Ce qu’il faut retenir si tu suis Kaamelott ou les projets de fans
Dans la pratique, ce dossier montre bien comment une communauté peut faire vivre une œuvre bien au-delà de sa diffusion initiale. Une chaîne YouTube, un projet de web-série, des invités reconnus, un financement participatif : tout cela construit un écosystème cohérent.
Si tu es toi-même passionné par Kaamelott, retiens surtout qu’un projet de fan solide repose sur trois piliers : une intention claire, un respect de l’univers d’origine et une exécution suffisamment sérieuse pour donner envie de suivre la suite.
Et si tu hésites encore à soutenir ce type d’initiative, regarde toujours les mêmes points : qui porte le projet, quelle est sa transparence, comment l’argent est utilisé, et si la proposition apporte vraiment quelque chose de nouveau. C’est ce qui permet de distinguer un simple effet d’annonce d’un projet crédible.
Pour ceux qui serait passé à côté de la série : petite explication
Kaamelott s’inspire de la légende arthurienne, mais avec un ton décalé et très humain. Le roi Arthur y apparaît moins comme un héros parfait que comme un chef dépassé par la tâche, entouré de chevaliers souvent incompétents, dans un royaume en crise, entre la chute de l’Empire romain et les menaces barbares.
Le but de sa quête reste le Saint Graal, mais la série joue précisément sur l’écart entre la grandeur du mythe et la réalité beaucoup plus absurde de la cour. C’est ce mélange qui a fait le succès de l’œuvre d’Alexandre Astier, également interprète d’Arthur, roi de Bretagne.

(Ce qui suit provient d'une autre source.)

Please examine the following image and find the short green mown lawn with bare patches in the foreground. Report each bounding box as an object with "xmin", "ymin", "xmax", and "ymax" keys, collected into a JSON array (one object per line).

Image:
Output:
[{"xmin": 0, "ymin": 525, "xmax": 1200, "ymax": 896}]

Si tu découvres seulement cet univers, c’est aussi ce qui explique la richesse des projets dérivés : Kaamelott n’est pas qu’une série humoristique, c’est un monde entier, avec ses codes, ses tensions et ses figures mythiques.
FAQ
Qu’est-ce que Capsul Pop ?
Capsul Pop est une chaîne YouTube créée par Youri Gone pour partager sa passion de Kaamelott et de la culture populaire. Elle propose des informations, des commentaires et des actualités autour de la série.
Qui est Youri Gone ?
Youri Gone est un documentaliste qui travaille sur des productions indépendantes. Il est aussi fan de Kaamelott et porte un projet de web-série inspiré de cet univers.

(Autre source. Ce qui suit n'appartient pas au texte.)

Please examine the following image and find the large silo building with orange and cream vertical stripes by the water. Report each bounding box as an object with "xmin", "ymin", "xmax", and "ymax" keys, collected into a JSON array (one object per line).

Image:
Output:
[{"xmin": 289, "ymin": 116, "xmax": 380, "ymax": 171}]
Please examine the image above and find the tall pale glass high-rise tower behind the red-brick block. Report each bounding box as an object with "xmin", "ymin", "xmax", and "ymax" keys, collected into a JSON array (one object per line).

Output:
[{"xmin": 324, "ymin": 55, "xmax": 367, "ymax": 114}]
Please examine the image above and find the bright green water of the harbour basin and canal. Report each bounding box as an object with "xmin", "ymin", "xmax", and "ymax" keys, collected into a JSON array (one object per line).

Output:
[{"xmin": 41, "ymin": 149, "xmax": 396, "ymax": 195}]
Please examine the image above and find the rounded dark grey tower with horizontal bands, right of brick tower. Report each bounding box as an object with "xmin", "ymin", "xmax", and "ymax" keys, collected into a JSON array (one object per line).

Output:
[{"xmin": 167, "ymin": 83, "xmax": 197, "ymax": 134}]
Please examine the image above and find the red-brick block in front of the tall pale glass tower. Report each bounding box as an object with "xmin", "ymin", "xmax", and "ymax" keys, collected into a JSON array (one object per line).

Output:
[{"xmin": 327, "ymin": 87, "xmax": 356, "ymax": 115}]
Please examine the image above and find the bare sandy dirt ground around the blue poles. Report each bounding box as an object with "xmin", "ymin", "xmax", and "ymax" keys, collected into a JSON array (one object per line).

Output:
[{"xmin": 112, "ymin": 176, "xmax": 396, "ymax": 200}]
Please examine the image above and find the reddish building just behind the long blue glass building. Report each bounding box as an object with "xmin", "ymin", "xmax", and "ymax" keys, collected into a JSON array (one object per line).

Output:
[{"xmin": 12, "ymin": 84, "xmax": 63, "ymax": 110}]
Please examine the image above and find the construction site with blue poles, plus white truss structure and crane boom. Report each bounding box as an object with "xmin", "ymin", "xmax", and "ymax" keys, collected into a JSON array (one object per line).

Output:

Quel est le projet de web-série de Youri Gone ?
Il s’agit d’une mini-série en huit épisodes inspirée de l’univers de Kaamelott. Le projet veut proposer une histoire originale, tournée en forêt de Brocéliande, sans copier la série d’Alexandre Astier.

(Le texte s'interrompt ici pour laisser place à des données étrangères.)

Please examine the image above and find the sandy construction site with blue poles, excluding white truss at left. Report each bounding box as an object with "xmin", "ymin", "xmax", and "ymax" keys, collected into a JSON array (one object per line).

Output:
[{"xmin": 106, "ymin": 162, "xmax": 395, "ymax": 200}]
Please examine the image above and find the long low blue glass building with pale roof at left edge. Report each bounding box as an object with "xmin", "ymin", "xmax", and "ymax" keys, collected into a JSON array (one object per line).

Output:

Quand le tournage doit-il commencer ?
Le tournage est annoncé pour démarrer dès le mois d’août et se poursuivre jusqu’en octobre. Il doit se dérouler en site naturel.
Où la mini-série sera-t-elle tournée ?
La mini-série doit être tournée en forêt de Brocéliande et en forêt de Paimpont. Ces lieux renforcent l’ambiance légendaire et arthurienne du projet.
Comment le projet est-il financé ?
Le projet est financé en partie par une levée de fonds sur Ulule. L’objectif est de réunir 10 500 euros pour les quatre premiers épisodes.
Alexandre Astier est-il au courant du projet ?
Youri Gone dit ne pas l’avoir contacté et ne pas vouloir le faire. Il estime qu’Alexandre Astier est occupé et que Kaamelott a déjà inspiré d’autres initiatives.
Des acteurs de Kaamelott participent-ils au projet ?
Oui, Bô Gaultier de Kermoal et Guillaume Briat sont annoncés parmi les participants. Ils doivent apparaître le temps d’un épisode dans de nouveaux rôles.